Owners of properties on Nantree Road aren’t going down without a fight, vowing to keep pressure on decision makers until a suitable solution is found to the zoning issues on their lots.
In mid June, the Cowichan Valley Regional District shot down a group of 15 landowners’ attempts to legalize the common practice of setting up their RVs and campsites on their residential properties to enjoy a summer alongside Lake Cowichan.
It’s been going on for half a century — and at far more properties than the ones included in the effort to legalize — but it is technically not permitted and has resulted in some neighbours crying foul.
But if the landowners can’t use their properties in the way they have been doing historically, they simply can’t use them at all, explained Nantree Road property owner Lance Olmsted.
Many of the lots flood every winter and as such are unsuitable for building more permanent structures without spending a lot of money and/or jumping through even more hoops with authorities.
“The current zoning means I cannot use my property as I have for the last 30 years. I am not legally able to reside on the property, I cannot sell the property, the CVRD will not allow me to build on the property, will not allow me to fill the property above the 200-year flood-plain and Health will not allow me to build septic services unless I do,” he said.
He’s not the only one who faces those types of challenges.
Both Olmsted and property owner Norman Marcy have notified the CVRD they will “vigorously defend” any attempted bylaw enforcement.

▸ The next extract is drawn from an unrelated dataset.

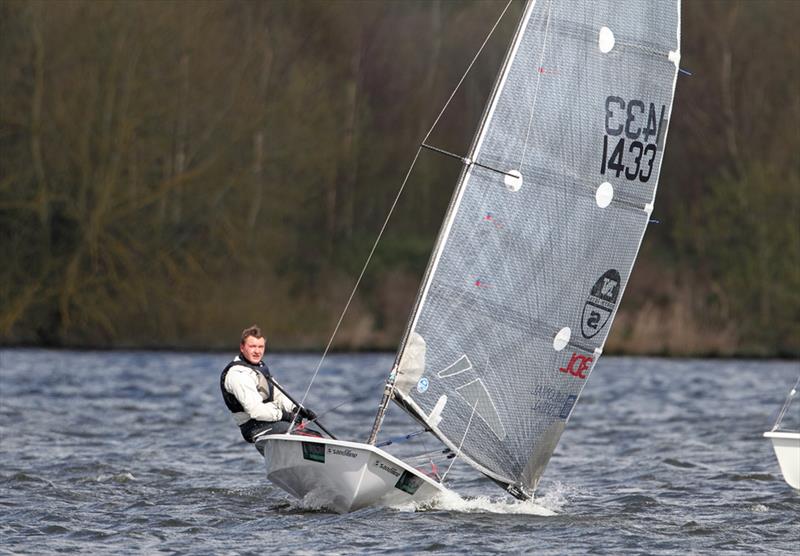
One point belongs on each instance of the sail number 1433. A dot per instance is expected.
(636, 128)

They’ve encouraged their neighbours and those in similar situations to do the same.
“This will be a preemptive step and will also put the CVRD on notice that we are anxious to resolve this matter,” wrote Marcy to his neighbours.

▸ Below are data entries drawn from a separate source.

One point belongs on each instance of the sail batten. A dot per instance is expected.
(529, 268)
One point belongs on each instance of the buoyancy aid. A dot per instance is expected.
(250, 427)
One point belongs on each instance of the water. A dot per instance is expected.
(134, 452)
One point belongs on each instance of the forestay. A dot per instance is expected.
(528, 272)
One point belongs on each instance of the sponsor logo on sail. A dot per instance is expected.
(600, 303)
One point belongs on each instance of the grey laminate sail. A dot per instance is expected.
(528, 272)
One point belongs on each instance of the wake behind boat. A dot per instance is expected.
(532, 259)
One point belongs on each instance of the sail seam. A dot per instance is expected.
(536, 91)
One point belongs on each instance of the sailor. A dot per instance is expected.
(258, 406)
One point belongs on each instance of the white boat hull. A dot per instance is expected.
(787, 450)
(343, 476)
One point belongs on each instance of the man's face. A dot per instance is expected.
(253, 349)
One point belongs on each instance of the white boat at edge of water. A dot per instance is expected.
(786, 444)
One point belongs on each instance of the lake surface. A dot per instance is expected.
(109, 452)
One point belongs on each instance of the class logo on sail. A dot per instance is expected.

The issue affects many landowners, in the Nantree Road area and elsewhere around the lake and likely, figure residents and directors alike, around Shawnigan Lake as well.
Previous staff reports recommended moving ahead with rezoning bylaws but the board did not agree.

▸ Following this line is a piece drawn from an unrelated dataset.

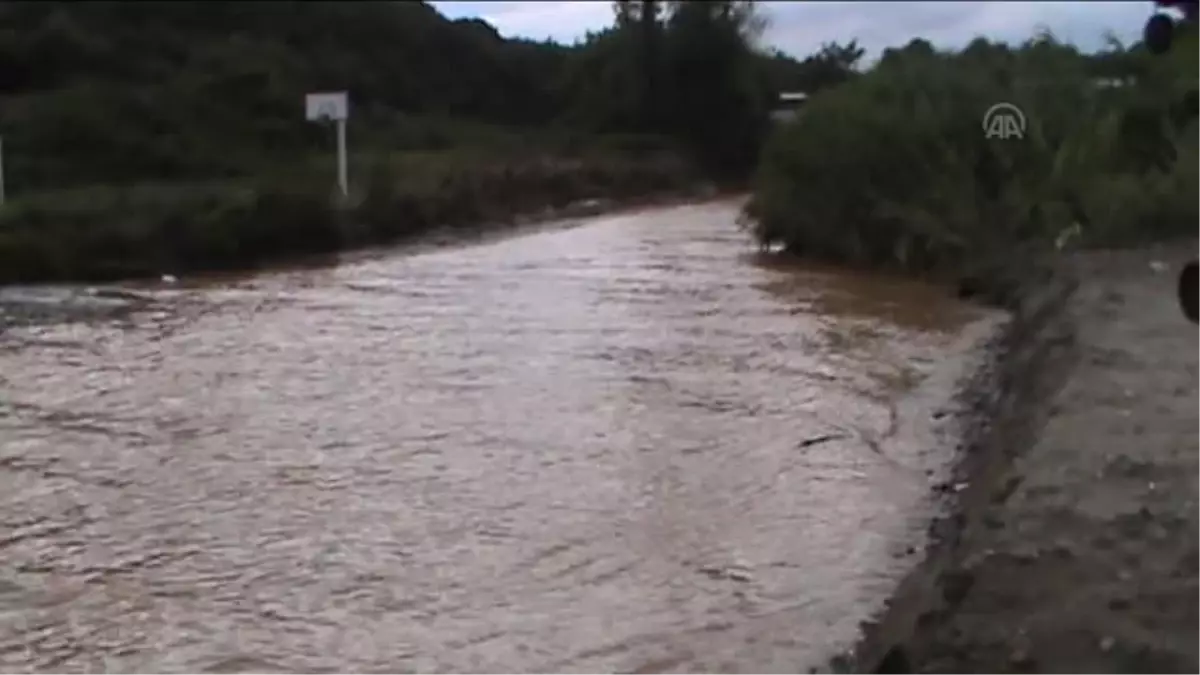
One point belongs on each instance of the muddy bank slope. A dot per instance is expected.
(1074, 542)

Directors Klaus Kuhn, Ian Morrison, Mary Marcotte and alternate director Blaise Salmon voted in opposition to the first of the two bylaws — a Youbou/Meade Creek Official Community Plan amendment — while directors Kuhn, Morrison, Marcotte, alternate Salmon and interim director Sierra Acton voted in opposition to the second of the pair, an Official Zoning Amendment.
Morrison said it was one of the most difficult rezoning decisions he has made during his time on the board of directors.
“I attended the public meetings on this issue and caught the mood of the community and the sense that I came away with is that we’re just not quite there in finding a solution that would satisfy both sides of this issue,” he said.
“Both sides have put a lot of energy into this and I guess the million-dollar question is what is an acceptable solution.”